Even more unforgivable is the lack of a save option, either in single-player skirmish or in multiplayer. In fact, I think my preferred setup for play would be one of those banks of security camera monitors - maybe then I could see all the angles I need to. On the other hand, it's not as good as actual multi-monitor support, a feature that’s desperately needed but does not seem to be supported. To Planetary Annihilation's credit, the "picture-in-picture" option makes it easier to juggle two things at once, and does a great job of giving multi-monitor advantages to single-monitor users.

Note to developers: Googling unofficial Planetary Annihilation wikis to learn the basics of your game’s controls is not an appropriate substitute for a manual, and promo videos explaining the rudiments of RTS games are not substitutes for a tutorial. I launched the tutorial to see what I was missing, and was treated to a low-res YouTube video that seemed more like a pitch for Planetary Annihilation than a guide to playing it. For starters, there’s little in-game help, and what's there is worse than nothing. What sinks it, tragically, is the lack of care and attention shown to the details and player aids. Those big problems would be enough to make Planetary Annihilation a flawed-but-fun experiment. It's a fog-of-war you can never dispel even when you have radar coverage of an entire planet, your situational awareness is severely reduced. But then you start zooming out, and begin to realize that while you're able to see more territory, the curvature of these tiny globes means that you can still only see a fraction of the playing surface before you have to spin the camera to another position over the planet. It’s exactly the Total Annihilation formula, and it’s a great place to start. Marrying supply to demand is the key to success here, and the challenge of managing it at the same time as your battle plans is intense and rewarding, and having to protect your Commander from assassination keeps you on your toes. Everything plays out via a rate-based economy, and scales up from a single Commander unit to vast armies of several hundred units by harvesting resources and building factories.
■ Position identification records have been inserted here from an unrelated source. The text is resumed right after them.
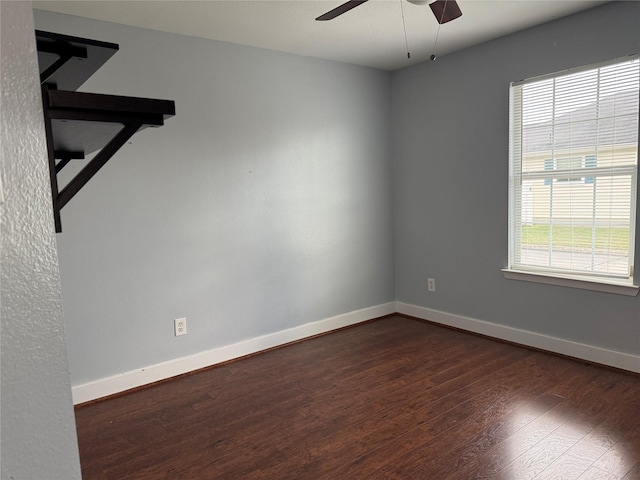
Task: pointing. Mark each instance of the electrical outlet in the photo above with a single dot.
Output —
(180, 326)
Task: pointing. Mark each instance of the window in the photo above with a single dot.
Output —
(573, 175)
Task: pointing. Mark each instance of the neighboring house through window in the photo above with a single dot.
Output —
(573, 174)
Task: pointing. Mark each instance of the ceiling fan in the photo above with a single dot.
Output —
(444, 10)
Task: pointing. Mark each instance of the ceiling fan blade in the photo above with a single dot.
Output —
(445, 10)
(345, 7)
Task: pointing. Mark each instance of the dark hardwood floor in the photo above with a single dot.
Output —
(395, 398)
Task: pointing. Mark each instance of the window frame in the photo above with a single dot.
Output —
(586, 280)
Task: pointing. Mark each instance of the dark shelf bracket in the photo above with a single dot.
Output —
(79, 123)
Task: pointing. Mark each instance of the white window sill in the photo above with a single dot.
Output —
(585, 283)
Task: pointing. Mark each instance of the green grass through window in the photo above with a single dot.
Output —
(614, 238)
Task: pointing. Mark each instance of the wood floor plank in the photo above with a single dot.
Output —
(392, 398)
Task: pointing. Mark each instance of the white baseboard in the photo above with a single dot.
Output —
(582, 351)
(144, 376)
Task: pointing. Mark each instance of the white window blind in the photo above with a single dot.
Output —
(573, 172)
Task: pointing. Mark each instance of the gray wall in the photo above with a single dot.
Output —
(38, 429)
(264, 204)
(451, 132)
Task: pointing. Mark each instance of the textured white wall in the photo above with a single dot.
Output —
(38, 429)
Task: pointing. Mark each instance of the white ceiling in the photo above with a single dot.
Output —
(372, 34)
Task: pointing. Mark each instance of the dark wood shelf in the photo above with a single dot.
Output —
(79, 58)
(86, 122)
(78, 123)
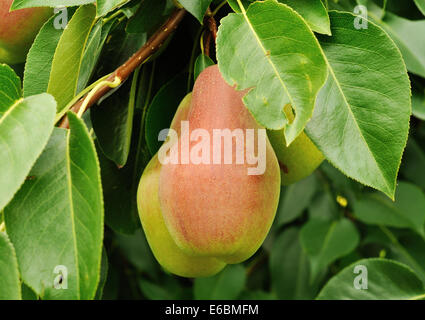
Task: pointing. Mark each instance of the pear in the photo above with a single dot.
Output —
(298, 160)
(219, 210)
(165, 250)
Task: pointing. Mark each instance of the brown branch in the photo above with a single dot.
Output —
(210, 32)
(123, 72)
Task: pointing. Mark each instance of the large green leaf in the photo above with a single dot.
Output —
(105, 6)
(408, 210)
(25, 127)
(10, 285)
(418, 104)
(386, 280)
(361, 118)
(68, 57)
(201, 63)
(226, 285)
(421, 5)
(314, 12)
(290, 268)
(10, 88)
(271, 49)
(40, 57)
(413, 167)
(407, 34)
(325, 241)
(56, 219)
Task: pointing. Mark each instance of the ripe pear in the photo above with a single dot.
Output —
(18, 30)
(215, 210)
(165, 250)
(300, 159)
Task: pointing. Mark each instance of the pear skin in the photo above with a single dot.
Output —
(300, 159)
(165, 250)
(218, 210)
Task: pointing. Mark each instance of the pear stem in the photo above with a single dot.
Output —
(123, 72)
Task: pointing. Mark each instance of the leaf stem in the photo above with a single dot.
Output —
(110, 84)
(78, 97)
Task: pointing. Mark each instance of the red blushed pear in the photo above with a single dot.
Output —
(18, 30)
(163, 246)
(214, 210)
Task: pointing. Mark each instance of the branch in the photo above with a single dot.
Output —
(123, 72)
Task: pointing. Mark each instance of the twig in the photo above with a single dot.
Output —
(124, 71)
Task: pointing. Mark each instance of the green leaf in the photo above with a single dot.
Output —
(10, 88)
(113, 122)
(295, 199)
(119, 194)
(56, 219)
(68, 57)
(136, 249)
(408, 210)
(201, 63)
(104, 266)
(148, 17)
(281, 62)
(103, 7)
(25, 127)
(91, 55)
(314, 12)
(325, 241)
(421, 5)
(386, 280)
(196, 8)
(10, 286)
(323, 206)
(40, 58)
(413, 167)
(226, 285)
(418, 104)
(407, 34)
(367, 85)
(410, 249)
(290, 268)
(235, 6)
(162, 109)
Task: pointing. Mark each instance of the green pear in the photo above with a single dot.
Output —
(298, 160)
(165, 250)
(218, 210)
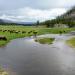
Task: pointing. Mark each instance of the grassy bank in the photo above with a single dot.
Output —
(45, 40)
(23, 31)
(71, 42)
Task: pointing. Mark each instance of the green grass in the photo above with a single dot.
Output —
(40, 30)
(45, 40)
(71, 42)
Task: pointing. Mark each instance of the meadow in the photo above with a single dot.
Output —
(13, 32)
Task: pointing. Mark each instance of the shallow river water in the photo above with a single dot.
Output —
(24, 56)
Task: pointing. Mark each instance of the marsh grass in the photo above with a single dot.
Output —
(39, 30)
(71, 42)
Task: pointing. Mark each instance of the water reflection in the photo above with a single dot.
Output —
(26, 57)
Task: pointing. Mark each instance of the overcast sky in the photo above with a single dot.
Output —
(33, 10)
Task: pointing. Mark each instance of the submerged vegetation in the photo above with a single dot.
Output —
(71, 42)
(45, 40)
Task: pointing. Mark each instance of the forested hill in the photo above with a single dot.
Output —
(67, 18)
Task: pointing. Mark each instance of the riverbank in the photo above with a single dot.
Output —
(71, 42)
(13, 32)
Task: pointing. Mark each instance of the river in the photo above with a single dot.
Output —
(24, 56)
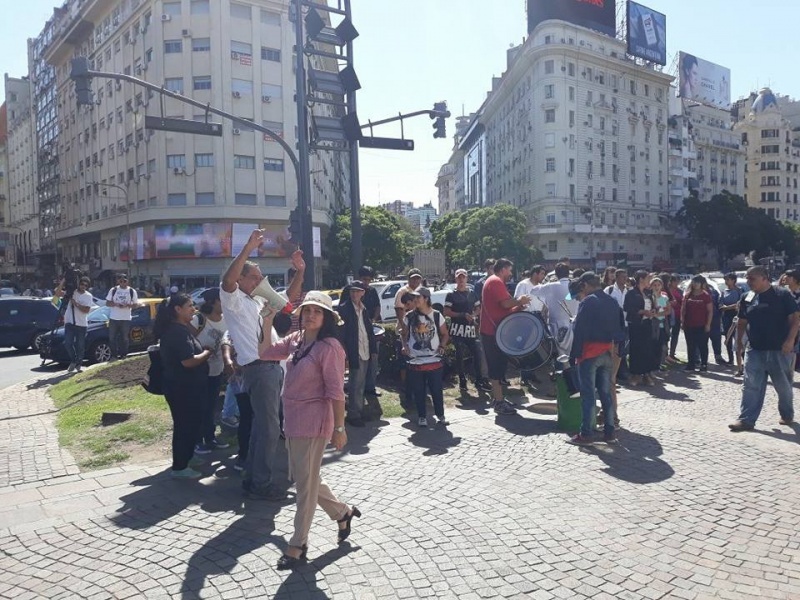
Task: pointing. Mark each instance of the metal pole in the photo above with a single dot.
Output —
(356, 254)
(303, 175)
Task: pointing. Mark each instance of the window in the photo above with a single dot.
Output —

#Planetary annihilation titan how to
Planetary Annihilation never solves the central challenge of its main conceit: how do you make an intuitive, graceful RTS interface for a game that's not contained on one map? The result is a game that always left me feeling like I was wrestling with an overloaded shopping cart with a wobbly wheel, even after I'd learned how to play it reasonably well.
#Planetary annihilation titan series
There's a championship series with monthly tournaments (opens in new tab) running right now.Planetary Annihilation's biggest problem is one of usability - and not the manageable one that comes along with being a spiritual successor to Total Annihilation and Supreme Commander, which are both large-scale real-time strategy games with complex economies. to take over patches and balance updates, and have been running regular tournaments for its community ever since. Though the original team moved on in 2018, some of the developers formed a mini-studio of their own called Planetary Annihilation Inc. At the time I played four or five hours and thought maybe it was just a bad idea, then played Supreme Commander instead.īut developers Uber Entertainment stuck with it and released Planetary Annihilation: Titans in 2015, a standalone expansion that contained the entirety of the original game, with a raft of improvements (opens in new tab). The original Planetary Annihilation was a Kickstarted RTS that promised "Total Annihilation-inspired gameplay on a planetary scale." (opens in new tab) When released in 2014 it was a bit underwhelming, with dinky Little Prince planets that felt too small to give a sense of grandeur, and attacks that could come from any direction while you tried to keep track of multiple worlds making it simultaneously feel too big.